Alternative splicing events are a major causal mechanism for complex traits, but they have been understudied due to the limitation of short-read sequencing. Here, we generated a full-length isoform annotation of human immune cells, TRAILS, by long-read sequencing for 29 cell subsets.
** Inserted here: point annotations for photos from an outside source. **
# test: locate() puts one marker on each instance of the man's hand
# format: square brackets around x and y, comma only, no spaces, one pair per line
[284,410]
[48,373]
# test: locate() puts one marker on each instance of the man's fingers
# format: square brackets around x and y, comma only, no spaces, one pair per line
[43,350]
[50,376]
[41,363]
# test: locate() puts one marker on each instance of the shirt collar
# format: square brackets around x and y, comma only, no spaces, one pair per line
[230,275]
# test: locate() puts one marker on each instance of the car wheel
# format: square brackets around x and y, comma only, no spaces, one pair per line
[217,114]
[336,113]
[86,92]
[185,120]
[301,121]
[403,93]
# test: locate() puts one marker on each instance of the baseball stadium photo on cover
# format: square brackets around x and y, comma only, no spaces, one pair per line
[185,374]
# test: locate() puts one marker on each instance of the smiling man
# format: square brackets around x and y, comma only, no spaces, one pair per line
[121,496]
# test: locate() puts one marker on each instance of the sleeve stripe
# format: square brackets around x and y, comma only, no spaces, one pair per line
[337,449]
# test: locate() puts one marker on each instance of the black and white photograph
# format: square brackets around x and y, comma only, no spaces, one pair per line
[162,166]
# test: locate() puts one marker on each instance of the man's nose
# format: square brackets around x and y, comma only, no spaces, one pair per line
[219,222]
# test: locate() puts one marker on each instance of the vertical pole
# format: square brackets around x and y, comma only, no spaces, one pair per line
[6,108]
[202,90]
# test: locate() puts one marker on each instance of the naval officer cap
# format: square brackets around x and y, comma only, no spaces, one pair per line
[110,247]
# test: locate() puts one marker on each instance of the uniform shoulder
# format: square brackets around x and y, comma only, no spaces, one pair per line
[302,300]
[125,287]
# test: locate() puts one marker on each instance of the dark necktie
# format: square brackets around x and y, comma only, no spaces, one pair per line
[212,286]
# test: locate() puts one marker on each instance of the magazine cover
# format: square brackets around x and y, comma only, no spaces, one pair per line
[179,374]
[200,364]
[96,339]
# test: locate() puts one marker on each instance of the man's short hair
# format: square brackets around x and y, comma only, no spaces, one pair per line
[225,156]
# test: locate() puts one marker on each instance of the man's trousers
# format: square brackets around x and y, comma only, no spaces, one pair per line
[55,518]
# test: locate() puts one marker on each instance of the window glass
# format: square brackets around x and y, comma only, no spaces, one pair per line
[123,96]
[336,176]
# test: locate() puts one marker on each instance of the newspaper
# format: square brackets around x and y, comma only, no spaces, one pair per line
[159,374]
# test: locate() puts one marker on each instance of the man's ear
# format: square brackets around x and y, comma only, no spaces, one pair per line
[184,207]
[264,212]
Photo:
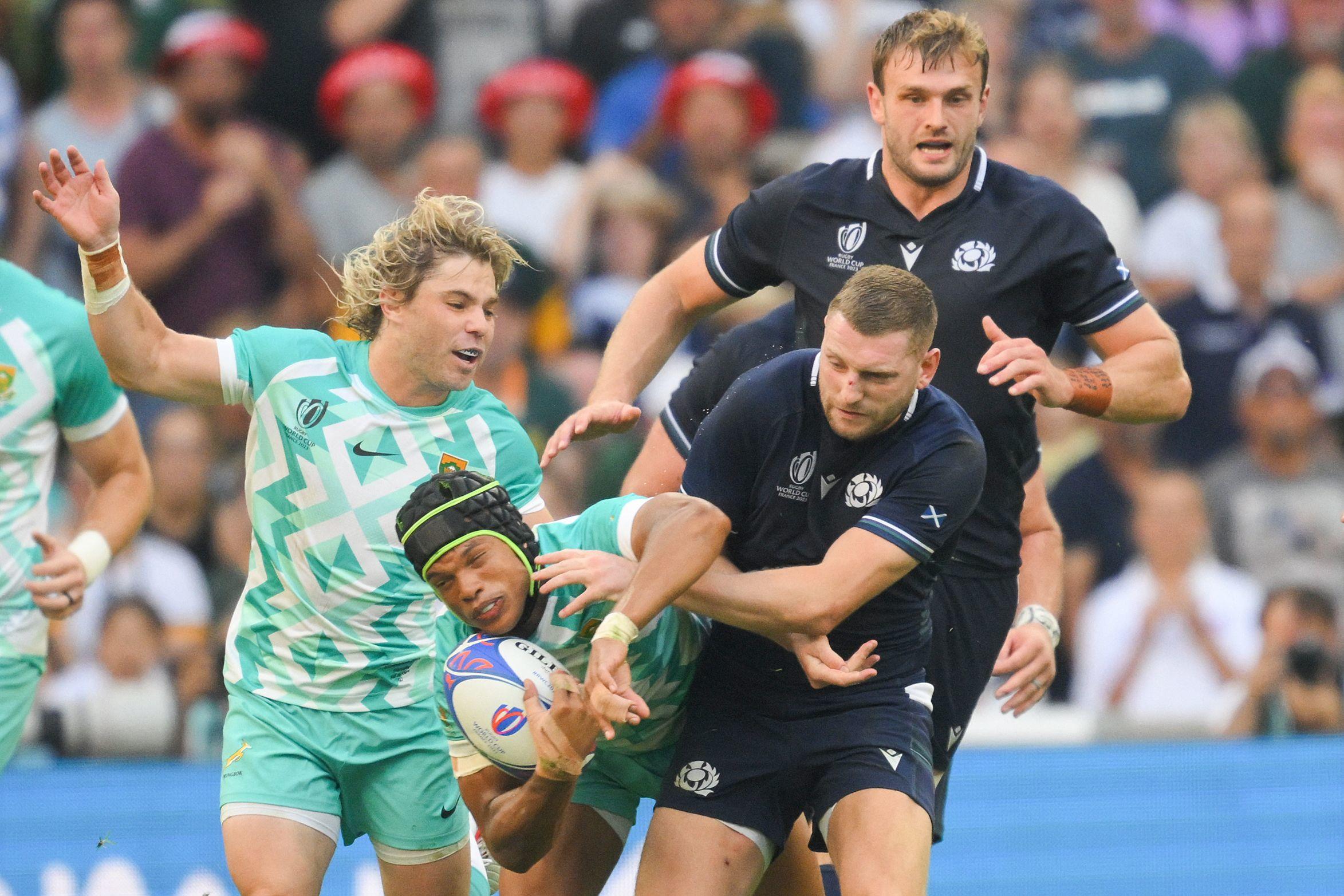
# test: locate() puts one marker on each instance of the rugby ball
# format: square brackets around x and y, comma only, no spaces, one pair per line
[483,681]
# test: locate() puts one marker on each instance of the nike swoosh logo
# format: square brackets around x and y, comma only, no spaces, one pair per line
[361,451]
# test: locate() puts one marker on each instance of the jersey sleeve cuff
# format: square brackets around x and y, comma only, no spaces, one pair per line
[625,528]
[237,391]
[675,433]
[714,262]
[96,428]
[898,536]
[1113,315]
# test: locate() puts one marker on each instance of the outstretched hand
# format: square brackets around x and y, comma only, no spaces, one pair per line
[605,577]
[1026,365]
[82,200]
[592,422]
[610,693]
[1028,653]
[826,668]
[60,581]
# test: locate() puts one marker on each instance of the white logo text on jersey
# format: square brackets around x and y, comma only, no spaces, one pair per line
[973,255]
[800,472]
[698,777]
[863,491]
[850,238]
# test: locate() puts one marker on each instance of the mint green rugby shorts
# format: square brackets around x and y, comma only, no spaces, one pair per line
[19,679]
[384,773]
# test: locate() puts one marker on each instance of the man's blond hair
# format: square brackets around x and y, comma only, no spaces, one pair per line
[405,251]
[937,37]
[882,300]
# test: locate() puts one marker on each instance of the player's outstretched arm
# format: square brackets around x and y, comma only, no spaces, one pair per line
[1028,652]
[519,820]
[808,599]
[659,317]
[140,352]
[1141,378]
[117,507]
[675,538]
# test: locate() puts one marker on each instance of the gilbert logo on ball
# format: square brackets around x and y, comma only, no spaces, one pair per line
[483,683]
[973,255]
[698,777]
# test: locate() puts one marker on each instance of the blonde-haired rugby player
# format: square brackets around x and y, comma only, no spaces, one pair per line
[332,730]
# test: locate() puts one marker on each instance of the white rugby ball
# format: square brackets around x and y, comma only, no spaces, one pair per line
[483,681]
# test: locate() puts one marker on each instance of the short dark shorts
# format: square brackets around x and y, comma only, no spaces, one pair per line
[761,766]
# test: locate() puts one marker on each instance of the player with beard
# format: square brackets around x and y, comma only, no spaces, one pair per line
[846,479]
[332,731]
[1010,258]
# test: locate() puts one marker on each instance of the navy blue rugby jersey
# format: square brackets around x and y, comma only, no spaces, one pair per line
[1014,246]
[768,459]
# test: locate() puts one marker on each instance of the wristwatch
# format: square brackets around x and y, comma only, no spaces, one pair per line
[1036,613]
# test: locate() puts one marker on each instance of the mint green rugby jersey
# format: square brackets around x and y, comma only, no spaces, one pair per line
[53,382]
[661,661]
[332,614]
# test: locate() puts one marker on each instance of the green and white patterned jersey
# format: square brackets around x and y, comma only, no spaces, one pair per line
[332,615]
[661,661]
[53,382]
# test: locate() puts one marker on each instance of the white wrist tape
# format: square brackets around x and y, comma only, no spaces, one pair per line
[100,300]
[620,626]
[93,551]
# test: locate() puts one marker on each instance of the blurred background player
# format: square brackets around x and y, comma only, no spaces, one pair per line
[319,747]
[847,480]
[561,831]
[935,202]
[54,386]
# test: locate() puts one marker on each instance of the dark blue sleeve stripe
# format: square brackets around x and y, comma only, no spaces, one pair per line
[675,433]
[1113,315]
[715,268]
[897,536]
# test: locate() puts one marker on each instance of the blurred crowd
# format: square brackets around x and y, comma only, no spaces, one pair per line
[256,143]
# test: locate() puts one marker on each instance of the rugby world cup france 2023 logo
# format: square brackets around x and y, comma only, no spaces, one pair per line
[311,412]
[507,720]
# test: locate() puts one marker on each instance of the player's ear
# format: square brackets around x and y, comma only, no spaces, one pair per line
[929,366]
[392,301]
[876,109]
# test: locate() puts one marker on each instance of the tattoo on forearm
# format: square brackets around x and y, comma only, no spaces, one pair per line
[105,268]
[1091,390]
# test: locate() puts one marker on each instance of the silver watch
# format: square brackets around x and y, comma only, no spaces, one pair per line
[1036,613]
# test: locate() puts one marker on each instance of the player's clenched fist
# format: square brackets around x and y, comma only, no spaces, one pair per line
[566,734]
[592,422]
[1026,366]
[82,200]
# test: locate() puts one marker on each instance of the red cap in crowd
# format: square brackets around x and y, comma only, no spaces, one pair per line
[549,78]
[211,30]
[725,70]
[384,61]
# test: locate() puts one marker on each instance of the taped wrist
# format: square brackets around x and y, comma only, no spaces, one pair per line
[105,277]
[620,626]
[93,551]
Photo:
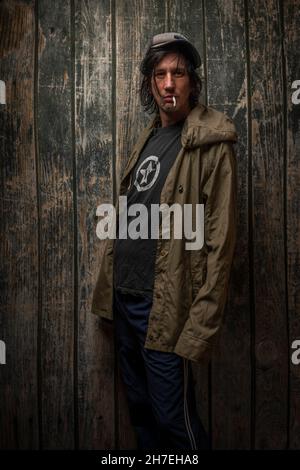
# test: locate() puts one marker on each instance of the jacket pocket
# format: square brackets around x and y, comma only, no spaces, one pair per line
[198,270]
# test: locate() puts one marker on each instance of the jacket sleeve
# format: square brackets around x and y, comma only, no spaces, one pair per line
[220,217]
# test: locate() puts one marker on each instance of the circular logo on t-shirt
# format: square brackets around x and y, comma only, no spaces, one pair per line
[147,173]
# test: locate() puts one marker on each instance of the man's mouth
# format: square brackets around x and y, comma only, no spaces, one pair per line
[169,98]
TRAILS contained a number of unannotated transcripts and functional characteristics of transcripts including encoded domains, inserted repetitive elements, cell-type specific expression, and translational efficiency. Further, we identified a number of disease-associated isoforms by isoform-switch analysis and by integration of several quantitative trait loci analyses with genome-wide association study data. These results are open on the web and the genome browser.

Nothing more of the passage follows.